Anal fistula is a chronic abnormal communication between the epithelialised surface of the anal canal and the perianal skin. There is a chance of 2 per 10,000 population per year to be affected by anal fistula. With the frequent peak incidence being higher between 30 to 50 years of age. Men are likely to be affected by this condition more than women. Anal fistulas do not heal themselves and surgery is the only curative modality available. Fistulas can significantly affect quality of life.

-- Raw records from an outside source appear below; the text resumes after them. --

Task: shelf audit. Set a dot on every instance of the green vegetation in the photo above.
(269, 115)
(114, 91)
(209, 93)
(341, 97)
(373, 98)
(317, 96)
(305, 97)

Techniques for fistula surgery
- The patient is placed in a prone jackknife position and the buttocks are parted for visualisation.
- Examination of the area is carried out under anaesthesia to determine the extent of fistula.
- Fistulotomy is a laying-open technique and is most useful for primary fistulas (submucosal, low transsphincteric and intersphincteric). A probe is inserted through the external and internal openings.
- Electrocautery is used to divide the internal sphincter, subcutaneous tissue and the overlying skin. The tract is opened in its entirety
- The wound is opened out about 1 – 2 cm adjacent to the external opening. The skin is locally excised to aid internal healing.
The procedure is carried out either in a stand-alone mode or in combination with a fistulotomy. Complex fistulas, immunosuppressed patients, multiple fistulas, anterior fistulas in women are best treated with a Seton placement.
Patients with chronic fistula are recommended the mucosal advancement flap. A total fistulectomy is carried out removing both the primary and secondary tracts inclusive of the internal opening.
Called the ligation of the intersphincteric fistula tract, LIFT is a procedure that is performed on complex transsphincteric fistulas. Preservation of the sphincteric muscles is a major feature of the surgery. The intershpincteric plane is accessed and the internal opening is secured with the removal of the infected cryptoglandular tissue.